If you wonder if we’re still getting wind down here- well we are! It can be unbelievable! But then at other times, just breezy or even calm! We had to hide one night behind a hill at a ranch because we were to get gusts at near 70 mph. We went out for a walk in it to see what it felt like. You can’t tell here but it is REALLY windy!
On one evening biking back down from a day of trails, we came upon an endangered species of deer called a Huemul. It only lives in the forests of southern Argentina & Chile. One thing you don’t see much of down here is wildlife. Foxes, a blur of a puma, condors, guanacos, and a few other things but not a bunch. So it was nice to see this deer peacefully browsing.
On the top of Acatenango volcano in Guatemala where we hiked up to stay overnight in a cabin, we met a guy named Benson who was biking from Alaska to Ushuaia. We stayed in touch and then met up with him here in El Chalten for dinner! We felt really appreciative that he would spend time with us because even though we don’t feel it, we could be his parents! How DID that happen? It was fun to see him again and hear a few stories of the voyage. He’ll be finished soon and going to Antarctica for the finale. Bikepacking down here is very popular too. An impressive achievement.
Well, here are a few pics of our hikes. It is an obsession but then again, this is a bonanza of hiking opportunity. We like the little town of El Chalten and it has some great bakeries. The vibe is good and there are a ton of motorhomes here from all over the world. Our neighbors shipped their van from Greece!
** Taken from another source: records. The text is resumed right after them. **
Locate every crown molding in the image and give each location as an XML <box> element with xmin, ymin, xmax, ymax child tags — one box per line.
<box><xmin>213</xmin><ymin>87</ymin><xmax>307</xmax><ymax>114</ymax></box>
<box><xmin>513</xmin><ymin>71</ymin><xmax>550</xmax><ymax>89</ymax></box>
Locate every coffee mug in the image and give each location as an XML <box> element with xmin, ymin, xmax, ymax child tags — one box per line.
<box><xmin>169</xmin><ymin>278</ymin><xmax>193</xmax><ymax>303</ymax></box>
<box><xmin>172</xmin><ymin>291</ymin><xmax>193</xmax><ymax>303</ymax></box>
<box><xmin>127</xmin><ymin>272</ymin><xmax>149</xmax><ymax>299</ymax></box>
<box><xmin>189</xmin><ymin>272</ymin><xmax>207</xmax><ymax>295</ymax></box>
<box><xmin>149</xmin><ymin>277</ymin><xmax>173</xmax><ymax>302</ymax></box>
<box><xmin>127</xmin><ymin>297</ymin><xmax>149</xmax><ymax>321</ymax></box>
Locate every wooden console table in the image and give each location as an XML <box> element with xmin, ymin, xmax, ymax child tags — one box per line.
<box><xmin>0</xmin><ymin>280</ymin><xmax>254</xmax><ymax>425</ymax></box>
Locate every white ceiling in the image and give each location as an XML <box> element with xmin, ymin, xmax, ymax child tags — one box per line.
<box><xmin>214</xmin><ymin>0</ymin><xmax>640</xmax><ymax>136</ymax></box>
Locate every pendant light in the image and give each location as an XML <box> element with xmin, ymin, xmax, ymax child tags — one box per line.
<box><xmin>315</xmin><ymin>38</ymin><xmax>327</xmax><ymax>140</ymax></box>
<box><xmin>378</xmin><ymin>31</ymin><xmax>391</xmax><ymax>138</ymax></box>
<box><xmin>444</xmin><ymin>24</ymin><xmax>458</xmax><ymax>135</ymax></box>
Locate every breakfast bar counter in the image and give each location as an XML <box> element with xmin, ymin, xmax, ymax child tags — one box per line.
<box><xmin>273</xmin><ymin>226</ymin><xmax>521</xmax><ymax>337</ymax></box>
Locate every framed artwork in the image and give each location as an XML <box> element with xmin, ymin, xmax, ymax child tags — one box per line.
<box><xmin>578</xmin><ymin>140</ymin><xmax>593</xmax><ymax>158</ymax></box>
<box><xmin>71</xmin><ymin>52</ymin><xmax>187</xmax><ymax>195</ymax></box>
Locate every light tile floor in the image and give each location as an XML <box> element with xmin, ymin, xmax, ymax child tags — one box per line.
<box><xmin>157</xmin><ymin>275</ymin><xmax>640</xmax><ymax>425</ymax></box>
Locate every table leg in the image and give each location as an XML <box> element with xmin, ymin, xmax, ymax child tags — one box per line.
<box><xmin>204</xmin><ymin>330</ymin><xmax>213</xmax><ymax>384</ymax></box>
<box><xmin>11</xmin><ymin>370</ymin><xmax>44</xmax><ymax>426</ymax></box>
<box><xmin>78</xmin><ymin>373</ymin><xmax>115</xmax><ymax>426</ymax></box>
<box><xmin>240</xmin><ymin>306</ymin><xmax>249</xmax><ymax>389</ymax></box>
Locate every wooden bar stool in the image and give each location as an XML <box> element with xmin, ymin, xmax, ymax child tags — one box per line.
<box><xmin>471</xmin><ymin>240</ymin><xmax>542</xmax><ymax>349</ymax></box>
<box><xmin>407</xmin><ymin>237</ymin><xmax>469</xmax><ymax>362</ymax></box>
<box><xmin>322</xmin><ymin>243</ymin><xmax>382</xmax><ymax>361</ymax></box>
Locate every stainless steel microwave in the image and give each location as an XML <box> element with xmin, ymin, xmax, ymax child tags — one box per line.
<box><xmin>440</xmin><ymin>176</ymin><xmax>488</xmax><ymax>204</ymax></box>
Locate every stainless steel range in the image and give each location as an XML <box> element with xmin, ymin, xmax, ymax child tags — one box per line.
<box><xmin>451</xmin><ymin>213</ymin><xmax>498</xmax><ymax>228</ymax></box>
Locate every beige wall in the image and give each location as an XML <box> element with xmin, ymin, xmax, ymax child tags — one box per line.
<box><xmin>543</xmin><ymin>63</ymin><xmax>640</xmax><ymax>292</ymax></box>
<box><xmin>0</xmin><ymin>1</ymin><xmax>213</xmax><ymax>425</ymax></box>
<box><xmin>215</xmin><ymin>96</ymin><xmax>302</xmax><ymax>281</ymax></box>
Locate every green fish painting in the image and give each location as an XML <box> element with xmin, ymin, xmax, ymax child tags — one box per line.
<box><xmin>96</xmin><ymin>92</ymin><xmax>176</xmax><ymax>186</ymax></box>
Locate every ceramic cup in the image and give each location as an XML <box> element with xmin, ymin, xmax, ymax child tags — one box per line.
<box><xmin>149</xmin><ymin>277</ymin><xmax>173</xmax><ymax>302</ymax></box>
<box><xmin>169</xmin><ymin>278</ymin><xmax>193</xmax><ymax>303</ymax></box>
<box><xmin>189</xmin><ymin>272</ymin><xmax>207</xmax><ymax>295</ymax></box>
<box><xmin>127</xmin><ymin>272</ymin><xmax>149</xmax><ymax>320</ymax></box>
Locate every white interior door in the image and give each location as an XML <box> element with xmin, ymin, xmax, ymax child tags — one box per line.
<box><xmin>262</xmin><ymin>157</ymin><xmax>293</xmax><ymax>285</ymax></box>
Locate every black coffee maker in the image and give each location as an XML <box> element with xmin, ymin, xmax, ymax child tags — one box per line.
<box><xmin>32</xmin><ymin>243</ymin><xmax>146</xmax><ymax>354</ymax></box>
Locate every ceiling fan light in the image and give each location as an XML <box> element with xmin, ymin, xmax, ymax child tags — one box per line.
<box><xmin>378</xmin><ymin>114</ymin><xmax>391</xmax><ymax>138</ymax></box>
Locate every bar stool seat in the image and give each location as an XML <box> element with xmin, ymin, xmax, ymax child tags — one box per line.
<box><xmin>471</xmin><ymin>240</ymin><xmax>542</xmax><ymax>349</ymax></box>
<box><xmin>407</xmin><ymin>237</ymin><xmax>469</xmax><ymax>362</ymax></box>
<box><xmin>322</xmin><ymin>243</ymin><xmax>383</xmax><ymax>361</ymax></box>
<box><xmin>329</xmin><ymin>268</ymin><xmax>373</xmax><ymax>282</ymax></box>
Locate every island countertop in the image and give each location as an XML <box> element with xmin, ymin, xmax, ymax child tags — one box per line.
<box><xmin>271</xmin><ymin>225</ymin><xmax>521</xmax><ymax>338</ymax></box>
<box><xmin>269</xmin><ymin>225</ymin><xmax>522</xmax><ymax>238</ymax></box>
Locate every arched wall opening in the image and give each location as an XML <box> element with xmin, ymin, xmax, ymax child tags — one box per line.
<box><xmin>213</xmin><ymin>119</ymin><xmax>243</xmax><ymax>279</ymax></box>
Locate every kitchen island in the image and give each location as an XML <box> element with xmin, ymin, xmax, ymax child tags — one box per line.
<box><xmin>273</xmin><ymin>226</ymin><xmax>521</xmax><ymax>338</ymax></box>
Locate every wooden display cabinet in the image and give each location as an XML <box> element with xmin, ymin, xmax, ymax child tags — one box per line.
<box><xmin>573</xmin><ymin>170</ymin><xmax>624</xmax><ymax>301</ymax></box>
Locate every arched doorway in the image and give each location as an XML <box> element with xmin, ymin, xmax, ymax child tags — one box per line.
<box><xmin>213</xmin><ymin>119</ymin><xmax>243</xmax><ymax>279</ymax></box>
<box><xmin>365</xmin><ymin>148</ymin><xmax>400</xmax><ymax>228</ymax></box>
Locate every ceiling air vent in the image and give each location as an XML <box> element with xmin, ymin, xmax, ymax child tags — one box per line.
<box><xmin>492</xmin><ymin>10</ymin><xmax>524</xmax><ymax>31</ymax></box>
Another one had a backup warning that played the itsy bitsy spider. Every evening when they would arrive, that song would play like a children’s ice cream truck tune and get stuck in my head.
As I race along to 55 in a few days I think to myself that it’s not all bad, I have that wisdom that you get with age. I run on the hot side now rather than feeling cold all the time so I can handle frigid temps better. Slipping in to bed, Jon says no longer does he snuggle up to an iceberg, now I’m a hot potato! I’m really happy with what we’re doing and with what I’m able to do and I hope to continue into my next year!
Once we get back we do actually plan to move on from here although it will be hard.